No último dia 26 de outubro, viajei, na companhia maravilhosa da minha amiga Mani, para participar do VIII Congresso Brasileiro de Síndrome de Down, em Maceió. Confesso que não tinha nenhuma expectativa relacionada ao evento, apesar de ter elaborado toda a minha programação de palestras. Optei, em sua maioria, por palestras relacionadas à alfabetização e a aspectos fonológicos, considerando que meu Lucas está no processo de alfabetização e que tem (como a maioria das crianças com síndrome de Down) dificuldades com a fala. Sem saber, selecionei alguns temas que seriam apresentados por pessoas com síndrome de Down (segundo informações da organização, 20% dos palestrantes eram pessoas com síndrome de Down). Apenas a palestra de Léo e Dudu foi escolhida conscientemente. Nesse caso, porque já conhecia esses nomes desde o congresso de Campinas e das redes sociais. As outras escolhi simplesmente porque gostei do título.

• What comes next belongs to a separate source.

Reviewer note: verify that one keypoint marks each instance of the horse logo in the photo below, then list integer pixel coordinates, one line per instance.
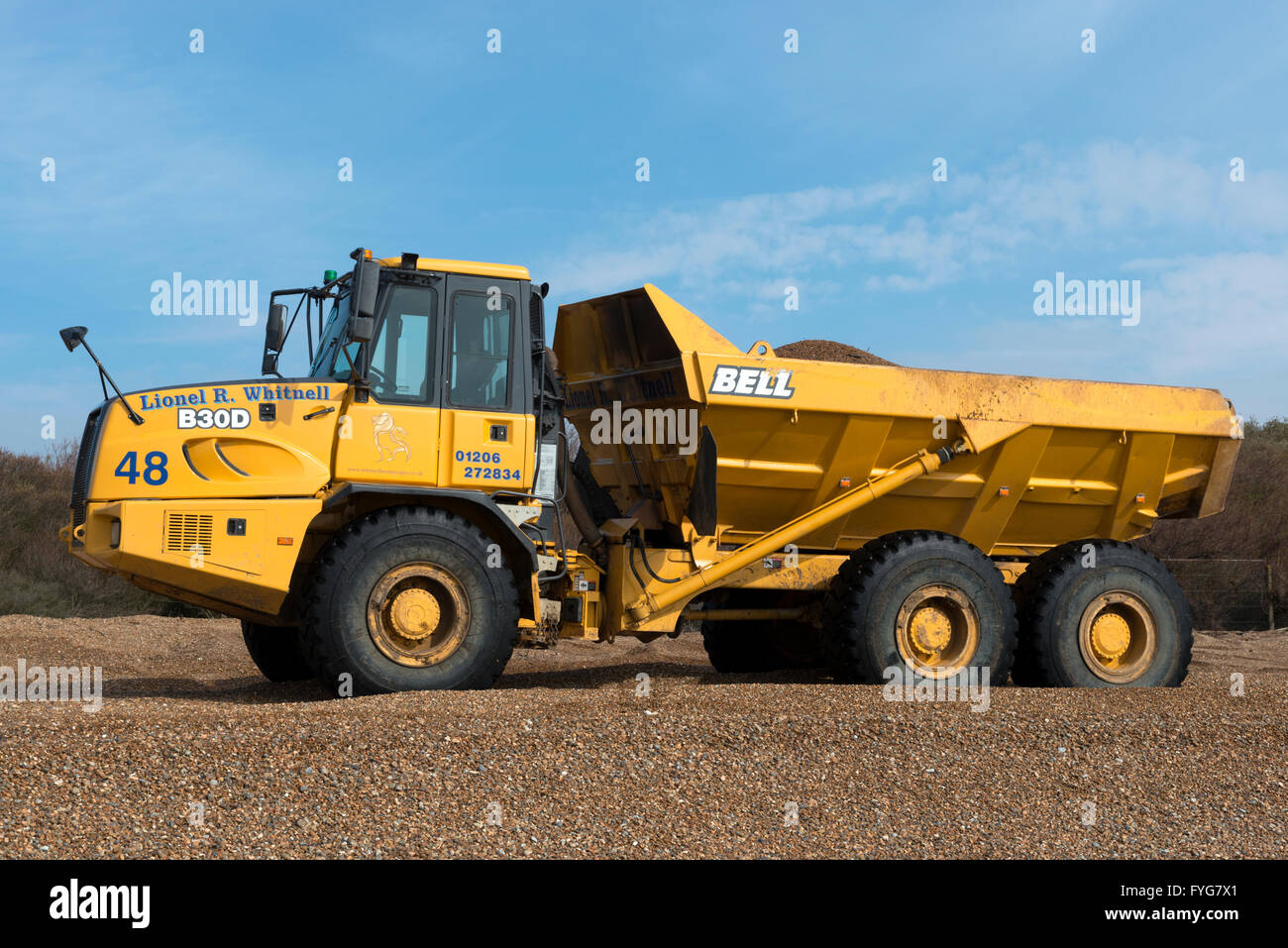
(395, 437)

E assim fui. Chegamos em Maceió por volta do meio dia e, por isso, perdemos a manhã de palestras e minicursos... Mas, já estávamos cientes disso e das nossas possíveis e consideráveis perdas. Mas, vamos aos ganhos! Primeiro ganho, de cara, era a oportunidade de passar esses dias na companhia da minha amiga querida. Nós aproveitamos, então, para deixar as coisas no hotel e desfrutar do almoço com calma. Depois seguimos para o Centro Cultural e de Convenções Ruth Cardoso. Aqui cabe expor a minha invejinha daquele espaço massa. Não muito grande, do tamanho ideal, acessível, bem localizado e bem dividido. Muito bem dimensionado e confortável para as mais de 2.000 (duas mil) pessoas presentes naqueles dias.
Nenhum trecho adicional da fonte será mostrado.